Anywho, A mentioned that he had recently been given a Kitchen Aid and purchased The Bread Bakers Apprentice, an impressive guide to bread making tailored to the amateur baker in all of us. Recently he had been making Pain L’Ancienne, a fluffy, crusty French Baguette. He suggested I follow this link if I was feeling especially curious. As luck would have it, my Uncle gave Gourmand and I our very own copy of the Bread Bakers Apprentice as a wedding gift, along with a lengthy editorial on his experience with Pain L’Ancienne.

Fear be damned.

On Saturday morning, I took stock of myself, gave myself a pep-talk and decided that it was time to big a big kid and if baking bread was what it would take, then so be it.

Slightly modified from The Bread Bakers Apprentice

Pain L’Ancienne

6 cups unbleached bread flour
2 1/4 tsp salt
1 3/4 tsp instant yeast
2 1/4 cups plus 2 tbsp water, ice cold (40 degrees)
Semolina flour or cornmeal for dusting

1. Combine flour, salt, yeast and 19 ounces of water in the bowl of an electric mixer with the paddle attachment and mix for 2 minutes on low speed. Switch to the dough hook and mix for an additional 5 to 6 minutes. The dough should be sticky on the bottom, but should release from the bowl. If it does not release, add a bit more water.

Oil a large bowl and transfer the dough with a spatula or bowl scraper. Mist the dough with olive oil and cover. Refrigerate overnight.

2. Remove the dough from the refrigerator and let rise, 2 to 3 hours at room temperature or until twice its size.

3. When dough has doubled in size:

sprinkle counter with semolina flour and cover two cookie sheets with wax paper:

Preheat the oven to 500 degrees and place empty steam pan on upper rack:

Place a large knife on ice in the freezer. When knife is quite cold, transfer dough to the counter, trying to de-gas as little as possible while transfering. With floured hands, stretch the dough into an oblong shape, roughly 8 x 6 inches. Take the knife from freezer and cut the dough in half by pressing down, not sawing. Continue to cut halves into three equally shaped strips and then slash the tops of those strips as below:

When the oven is hot enough (be sure to give it extra time so that the steam pan will be effective) place one cookie tray (three loaves of bread) in oven. While protecting your face and hands from steam burns, pour 1 cup of cold water into steam pan and immediately close oven. The steam will allow the outer layer of bread to crisp and brown, while keeping the inside fluffy. After roughly two minutes turn the oven temperature down to 475. After eight to nine minutes the bread should begin to golden. Let bread bake for an addition 10-15 minutes so that total bake time is about 22 minutes.

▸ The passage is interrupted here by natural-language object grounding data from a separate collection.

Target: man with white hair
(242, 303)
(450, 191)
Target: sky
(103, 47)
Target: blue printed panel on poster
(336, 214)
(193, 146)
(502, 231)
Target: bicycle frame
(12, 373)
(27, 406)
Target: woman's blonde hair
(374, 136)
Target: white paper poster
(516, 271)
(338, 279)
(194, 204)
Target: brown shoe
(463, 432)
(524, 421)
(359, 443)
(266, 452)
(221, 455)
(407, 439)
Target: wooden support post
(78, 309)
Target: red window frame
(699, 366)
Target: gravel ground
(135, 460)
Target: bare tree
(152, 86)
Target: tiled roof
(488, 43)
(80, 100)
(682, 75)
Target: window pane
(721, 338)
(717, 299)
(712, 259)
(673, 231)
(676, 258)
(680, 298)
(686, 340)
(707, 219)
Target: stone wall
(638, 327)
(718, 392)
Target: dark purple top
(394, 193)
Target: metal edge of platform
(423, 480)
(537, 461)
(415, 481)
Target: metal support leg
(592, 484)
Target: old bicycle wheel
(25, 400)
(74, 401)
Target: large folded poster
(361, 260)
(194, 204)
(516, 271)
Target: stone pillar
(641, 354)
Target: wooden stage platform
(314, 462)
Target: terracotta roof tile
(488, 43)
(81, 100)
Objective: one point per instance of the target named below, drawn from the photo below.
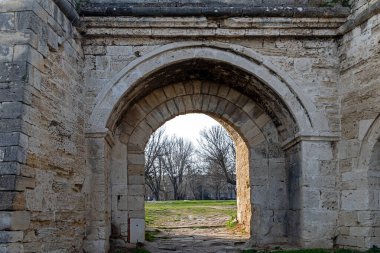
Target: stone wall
(42, 153)
(48, 169)
(359, 91)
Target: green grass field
(159, 213)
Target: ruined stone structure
(83, 85)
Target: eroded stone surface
(309, 85)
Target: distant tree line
(177, 169)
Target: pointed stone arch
(108, 108)
(278, 124)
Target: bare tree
(218, 151)
(154, 152)
(176, 161)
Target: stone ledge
(360, 19)
(298, 138)
(205, 27)
(215, 10)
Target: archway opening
(190, 168)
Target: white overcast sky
(189, 125)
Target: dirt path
(202, 234)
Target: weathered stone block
(11, 236)
(12, 201)
(18, 220)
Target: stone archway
(281, 128)
(254, 134)
(361, 194)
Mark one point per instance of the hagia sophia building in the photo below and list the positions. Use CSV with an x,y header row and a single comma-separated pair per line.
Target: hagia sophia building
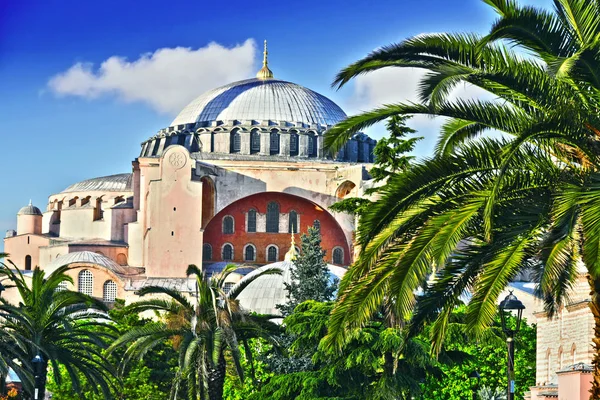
x,y
239,171
238,175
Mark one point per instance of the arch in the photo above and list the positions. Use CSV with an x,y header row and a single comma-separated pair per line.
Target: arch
x,y
228,225
85,282
254,141
249,252
294,143
273,217
338,255
274,140
206,252
208,200
227,252
344,189
272,253
251,223
121,259
235,141
109,291
293,222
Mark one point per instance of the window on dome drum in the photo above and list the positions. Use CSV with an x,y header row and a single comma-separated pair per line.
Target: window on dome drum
x,y
227,286
293,144
109,292
249,253
293,224
228,226
338,256
254,141
236,142
312,146
206,252
227,252
85,282
273,217
274,148
272,254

If your lucky and patient the final product should look like this:


So I guess it turns out that bread isn’t so scary after all. It’s a bit time consuming, but most of that time is inactive, and I suppose that it can be fairly intimidating when you sit down and read the recipes, but overall it was a great experience. I have rarely had such a satisfying cooking experience or an immense feeling of pride of accomplishment as I did when I took those crusty, golden loaves out of the oven. It helped that I had a house full of Super Bowl watchers to brag to and share with, but, regardless of your audience, I would suggest you give these baguettes a try, if only for yourself.